Tornou-se famosa a promoção dos encontros de professores de mesmas séries e disciplinas pelo menos uma vez por mês para discutir métodos e melhores práticas. “No Brasil, nem o que funciona nem o que não funciona servem de exemplo”, diz Ioschpe. Dados prévios da OCDE indicam que até mesmo províncias menos desenvolvidas na China têm apresentado desempenho superior a regiões de perfil semelhante em outros locais do mundo, incluindo o Brasil.

Mas é o êxito de Xangai que é observado de perto, e não somente pelos brasileiros. As provas da cidade são elaboradas pelo governo local, ao contrário do que ocorre no resto do país. As questões de múltipla escolha foram substituídas por questões discursivas, que muitas vezes têm relação com o cotidiano, numa tentativa de motivar os jovens com temas mais palpáveis.

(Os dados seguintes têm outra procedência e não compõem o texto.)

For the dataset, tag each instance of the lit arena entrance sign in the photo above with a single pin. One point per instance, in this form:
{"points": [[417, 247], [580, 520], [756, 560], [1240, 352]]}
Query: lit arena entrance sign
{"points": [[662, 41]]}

As cobranças não recaem apenas sobre os alunos. Os professores também sofrem com a yali. Wang, uma professora de inglês que pediu para ser identificada apenas pelo sobrenome, diz que seu desempenho está ligado ao resultado obtido pelos alunos. “Se eles vão mal, significa que falhamos”, diz Wang. Por esse motivo, os professores chegam mais cedo e saem mais tarde mesmo sem ganhar hora extra.

O inglês é uma das cinco matérias testadas no Zhong Kao. Em Xangai, é disciplina obrigatória desde o primeiro ano escolar. As outras matérias consideradas prioritárias são chinês, matemática, física e química (história e geografia não entram no exame).


Apesar da pressão descrita por Wang, que se aposentará em 2013 aos 55 anos, sua rotina de trabalho é de fazer inveja aos professores brasileiros. Das 8 horas diárias que permanece na escola, Wang só passa 2 em sala de aula.

O restante do tempo ela usa no preparo das aulas do dia seguinte, na correção de exercícios e na comunicação com estudantes e pais. (Quando tem de mandar um recado ao pai de um aluno, a professora acessa um web­site da escola, que envia a mensagem automati­camente ao celular do pai ou da mãe.)

Os professores só podem trabalhar em uma escola, algo muito diferente do que se vê nas instituições brasileiras. Outra diferença marcante é a infraestrutura. Bem pintadas, limpas, com ginásio de esportes e todas as classes equipadas com recursos multimídia, as escolas de Xangai em nada lembram os prédios decrépitos da rede pública brasileira.

O valor dado à educação nos países asiáticos — o que se vê na China e também no Japão e na Coreia do Sul — não é algo que se possa copiar fa­cilmente. Trata-se de um valor cultural que, infelizmente, não foi herdado nem desenvolvido, pelo menos por enquanto, por nós, brasileiros. Mas as lições chinesas são muitas — e elas são um ótimo começo.